FAIRBANKS (AP) -- In his push for oil drilling in the Arctic National Wildlife Refuge, Sen. Frank Murkowski points to the Eielson Air Force Base personnel who returned from patrolling Iraq.
The ANWR issue is about national security, Murkowski and other pro-drilling boosters have repeatedly said in their efforts to counter the wilderness-promoting efforts of environmentalists.
Murkowski and others repeatedly cite the militant anti-Americanism of Iraqi President Saddam Hussein, whose oil Murkowski says now supplies one out of every 19 gallons of gasoline in the United States.

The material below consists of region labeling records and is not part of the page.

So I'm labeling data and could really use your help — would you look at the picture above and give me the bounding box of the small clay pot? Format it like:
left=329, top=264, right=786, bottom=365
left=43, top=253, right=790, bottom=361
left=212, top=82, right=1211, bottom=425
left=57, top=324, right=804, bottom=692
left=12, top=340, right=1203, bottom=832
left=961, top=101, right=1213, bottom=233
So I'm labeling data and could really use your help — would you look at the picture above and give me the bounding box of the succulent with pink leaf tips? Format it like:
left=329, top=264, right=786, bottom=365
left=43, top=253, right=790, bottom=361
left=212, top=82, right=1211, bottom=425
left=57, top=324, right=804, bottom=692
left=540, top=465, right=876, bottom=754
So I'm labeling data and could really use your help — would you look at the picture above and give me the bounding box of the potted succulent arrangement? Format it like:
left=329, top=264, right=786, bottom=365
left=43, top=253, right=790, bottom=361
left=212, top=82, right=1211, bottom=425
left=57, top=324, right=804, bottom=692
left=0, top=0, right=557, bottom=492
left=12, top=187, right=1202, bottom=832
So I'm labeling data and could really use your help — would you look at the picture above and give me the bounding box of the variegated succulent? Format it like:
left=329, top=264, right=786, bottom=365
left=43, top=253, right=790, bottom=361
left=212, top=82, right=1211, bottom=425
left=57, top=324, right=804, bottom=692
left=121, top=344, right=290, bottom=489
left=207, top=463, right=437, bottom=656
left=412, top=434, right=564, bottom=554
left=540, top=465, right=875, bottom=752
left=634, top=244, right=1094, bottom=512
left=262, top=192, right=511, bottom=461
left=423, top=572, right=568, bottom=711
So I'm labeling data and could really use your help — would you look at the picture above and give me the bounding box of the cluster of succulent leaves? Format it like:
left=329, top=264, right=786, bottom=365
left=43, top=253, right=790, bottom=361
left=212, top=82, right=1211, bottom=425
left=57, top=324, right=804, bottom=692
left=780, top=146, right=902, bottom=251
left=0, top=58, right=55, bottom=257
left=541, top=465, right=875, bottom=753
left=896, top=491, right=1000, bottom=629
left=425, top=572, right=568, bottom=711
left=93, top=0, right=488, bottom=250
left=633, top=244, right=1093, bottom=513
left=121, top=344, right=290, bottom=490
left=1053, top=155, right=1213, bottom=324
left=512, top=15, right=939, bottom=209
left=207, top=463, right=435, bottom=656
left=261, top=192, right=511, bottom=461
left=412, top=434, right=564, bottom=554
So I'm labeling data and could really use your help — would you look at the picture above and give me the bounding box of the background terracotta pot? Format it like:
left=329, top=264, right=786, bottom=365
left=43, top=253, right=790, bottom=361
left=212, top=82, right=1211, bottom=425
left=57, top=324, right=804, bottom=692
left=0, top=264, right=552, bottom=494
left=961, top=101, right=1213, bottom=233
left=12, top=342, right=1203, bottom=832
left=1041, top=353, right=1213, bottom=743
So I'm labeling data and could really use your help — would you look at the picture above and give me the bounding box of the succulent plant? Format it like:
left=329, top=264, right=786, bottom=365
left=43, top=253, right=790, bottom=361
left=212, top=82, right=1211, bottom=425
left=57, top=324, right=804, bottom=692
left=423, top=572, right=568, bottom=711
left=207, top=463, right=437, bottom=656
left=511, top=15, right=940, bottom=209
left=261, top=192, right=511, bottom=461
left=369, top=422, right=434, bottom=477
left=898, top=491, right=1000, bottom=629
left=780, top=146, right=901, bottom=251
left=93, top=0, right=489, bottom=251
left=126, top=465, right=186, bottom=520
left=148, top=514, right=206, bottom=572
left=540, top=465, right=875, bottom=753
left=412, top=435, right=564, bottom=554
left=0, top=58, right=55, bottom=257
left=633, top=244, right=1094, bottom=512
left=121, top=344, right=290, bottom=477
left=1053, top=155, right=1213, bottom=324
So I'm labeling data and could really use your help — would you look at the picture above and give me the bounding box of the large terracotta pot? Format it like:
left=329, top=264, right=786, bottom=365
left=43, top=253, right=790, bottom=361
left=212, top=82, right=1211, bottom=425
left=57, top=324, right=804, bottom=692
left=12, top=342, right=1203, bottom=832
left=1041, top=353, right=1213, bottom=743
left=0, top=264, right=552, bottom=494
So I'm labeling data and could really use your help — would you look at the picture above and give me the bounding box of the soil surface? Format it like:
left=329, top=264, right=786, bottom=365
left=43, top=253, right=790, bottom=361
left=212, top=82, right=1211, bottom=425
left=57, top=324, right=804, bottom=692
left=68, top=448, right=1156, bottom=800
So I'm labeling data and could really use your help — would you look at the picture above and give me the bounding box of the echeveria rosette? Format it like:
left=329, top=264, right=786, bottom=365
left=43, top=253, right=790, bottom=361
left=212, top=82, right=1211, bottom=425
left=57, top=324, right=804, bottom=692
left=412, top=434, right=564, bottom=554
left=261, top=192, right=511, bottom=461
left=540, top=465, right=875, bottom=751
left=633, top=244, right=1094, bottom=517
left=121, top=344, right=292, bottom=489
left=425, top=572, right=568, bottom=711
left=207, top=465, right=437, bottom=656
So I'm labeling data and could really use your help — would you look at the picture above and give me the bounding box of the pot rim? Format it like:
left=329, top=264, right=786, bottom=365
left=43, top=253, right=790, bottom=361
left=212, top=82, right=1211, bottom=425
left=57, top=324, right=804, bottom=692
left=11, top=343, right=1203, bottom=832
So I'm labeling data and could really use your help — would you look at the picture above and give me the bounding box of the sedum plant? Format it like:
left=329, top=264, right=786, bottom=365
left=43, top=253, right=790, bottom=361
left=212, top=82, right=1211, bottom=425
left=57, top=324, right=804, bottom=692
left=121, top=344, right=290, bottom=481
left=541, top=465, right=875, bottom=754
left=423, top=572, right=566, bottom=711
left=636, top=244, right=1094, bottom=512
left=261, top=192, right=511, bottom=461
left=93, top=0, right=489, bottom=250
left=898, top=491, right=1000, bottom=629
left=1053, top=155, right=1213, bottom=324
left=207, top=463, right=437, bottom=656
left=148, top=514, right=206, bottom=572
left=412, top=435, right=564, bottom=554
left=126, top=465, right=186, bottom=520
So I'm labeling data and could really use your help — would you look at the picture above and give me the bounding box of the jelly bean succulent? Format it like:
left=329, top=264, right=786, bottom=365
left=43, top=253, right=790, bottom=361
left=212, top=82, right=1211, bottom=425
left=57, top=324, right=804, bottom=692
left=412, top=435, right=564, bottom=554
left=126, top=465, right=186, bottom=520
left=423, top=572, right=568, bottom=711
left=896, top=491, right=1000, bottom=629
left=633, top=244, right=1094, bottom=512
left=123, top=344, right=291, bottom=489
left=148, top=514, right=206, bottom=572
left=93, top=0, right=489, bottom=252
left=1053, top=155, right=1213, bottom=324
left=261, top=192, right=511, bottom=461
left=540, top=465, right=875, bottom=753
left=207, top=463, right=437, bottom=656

From December 2001 through this past weekend, Eielson's airmen helped to contain Saddam's military movements in Iraq. Such work has occasionally put American pilots in the line of Iraqi anti-aircraft fire during the past decade. The U.S. pilots have responded with their own weaponry.
The U.S. jets are almost certainly fueled, in part, by petroleum from the very country they sometimes bomb. Worse, Murkowski said, the U.S. government's fuel purchases are probably providing some of the money Saddam Hussein uses to buy and build his weapons, despite a massive United Nations program that tries to direct Iraq's oil profits to food purchases.
The amount the U.S. gets from Saddam, Murkowski notes, roughly parallels the amount ANWR could produce -- by some estimates.
Critics groan when the senator makes this argument.
''It's not at all clear that if we open the Arctic refuge to drilling that it would replace oil from Iraq,'' Jim Waldman with The Wilderness Society told the Fairbanks Daily News-Miner. ''That decision is not a decision made by national policy. It's a decision made by the oil companies. The oil companies choose to purchase oil from Iraq and import it to the U.S. I can only assume it's cheaper or a certain quality or characteristic that helps them run their business.''
Drilling in ANWR would probably displace oil from numerous sources, not just Iraq, Murkowski acknowledged last week. So in addition to opening ANWR, the U.S. must prohibit imports from Iraq, he said.
On Friday, Murkowski introduced legislation to do just that. This is his second try. He first proposed last summer to add an Iraqi oil ban to a bill extending existing bans on Iranian and Libyan oil imports. He quickly withdrew last summer's amendment, though, saying that Senate Majority Leader Tom Daschle had given him a rain check for an up-or-down vote on the issue.
Murkowski is now trying to cash the check. The proposal he unveiled Friday would be an amendment to the same energy policy bill on which he hopes to place ANWR-drilling language.